Der bewusste Geist wird „unter dem Gesichtspunkt der Evolution von einfachen Lebensformen zu komplexen Organismen wie uns selbst“ (39)betrachtet. Kausale und zeitlich-sequentielle Herleitungen dominieren. Die Eindeutigkeit, mit der der Autor vieljährige moderne und Jahrhunderte währende traditionelle Kontroversen um das Leib-Seele-Problem, die Frage nach dem, was Bewusstsein und Geist auszeichne etc. und die nach dem Sinn (bei Damasio: biologischen Wert) beantwortet, irritiert zuweilen. Eine solch eindeutige Hypostasierung findet sich gleich am Beginn: „Die Antworten sind eindeutig. Es gibt tatsächlich ein Selbst, aber ist kein Gegenstand, sondern ein Prozess, und dieser Prozess läuft immer ab, wenn wir mutmaßlich bei Bewusstsein sind.“ (20) – was immer „mutmaßlich“ hier bedeuten mag. An anderen Stellen formuliert er vorsichtiger und kennzeichnet Überzeugungen als solche bzw. als Vermutung, Hypothese oder Meinung.

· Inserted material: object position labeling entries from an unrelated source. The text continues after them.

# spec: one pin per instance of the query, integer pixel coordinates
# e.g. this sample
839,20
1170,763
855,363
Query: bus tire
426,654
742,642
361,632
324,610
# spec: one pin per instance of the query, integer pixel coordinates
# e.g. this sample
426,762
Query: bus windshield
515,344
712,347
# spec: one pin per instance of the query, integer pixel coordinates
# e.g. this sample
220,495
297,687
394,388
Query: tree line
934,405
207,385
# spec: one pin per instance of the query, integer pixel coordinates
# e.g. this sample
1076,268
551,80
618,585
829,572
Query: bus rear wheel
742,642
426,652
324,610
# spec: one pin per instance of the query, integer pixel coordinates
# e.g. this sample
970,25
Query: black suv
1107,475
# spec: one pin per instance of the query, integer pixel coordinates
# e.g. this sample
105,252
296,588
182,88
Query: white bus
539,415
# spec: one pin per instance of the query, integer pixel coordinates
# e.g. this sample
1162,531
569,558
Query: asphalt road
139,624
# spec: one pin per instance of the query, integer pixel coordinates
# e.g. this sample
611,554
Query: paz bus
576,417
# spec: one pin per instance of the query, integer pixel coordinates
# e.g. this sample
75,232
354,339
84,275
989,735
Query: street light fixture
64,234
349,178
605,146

Das Buch kann als Funken gelten, die Debatte um Bewusstsein, Selbst(-Bewusstsein) & Co bis hin zum Freien Willen im transdisziplinären Austausch insbesondere von Neurowissenschaftlern und Philosophen fruchtbar wieder zu entzünden. Das dies leistende Moment verdankt sich der Striktheit, mit der der Autor den evolutionären Ansatz und dem Fokus (Telos) auf „Verwaltung und Sicherung des Lebens“ als „grundlegende Voraussetzung für biologischen Wert“ (37), der wiederum u.a. immaterielle Werte definiert, allem überstülpt, was das Gehirn und seine Leistungen betrifft. (Dies übrigens, ohne als Biologist zu erscheinen, der der kulturellen Evolution nicht einen Eigenwert zumesse.) Das ist fruchtbar gerade angesichts der Brisanz des Verhältnisses von Materie und Nicht-Materie und der darum kreisenden Kontroverse (Transformation? Korrelation? Geburt/Hervorgehen? Anlage? Neue Fähigkeit? Verhältnis biologischer und kultureller Evolution mit ihren differenten Tradierungswegen, genetisch hier, Lernen dort?) In der Ausführung seiner Überzeugung wirft Antonio Damasio offenkundig alles in die Waagschale, was er vom Sujet als Fachmann und philosophierender Neurologe weiß – und dieses Wissen übertrifft das des Lesers in der Regel leicht, sodass dieser sehr viel lernen kann und eine Menge Stoff erhält, mit dem er gedanklich umherlaufen und arbeiten kann.

Aus all diesen Gründen und weil der Leser dank der zuweilen persönlichen Äußerungen quasi mit dem Autor Überlegungen anstellen und sie mitverfolgen kann, sei auch diesem Buch eine Vielzahl an (idealerweise mit Vorwissen bepackte) Lesern gewünscht.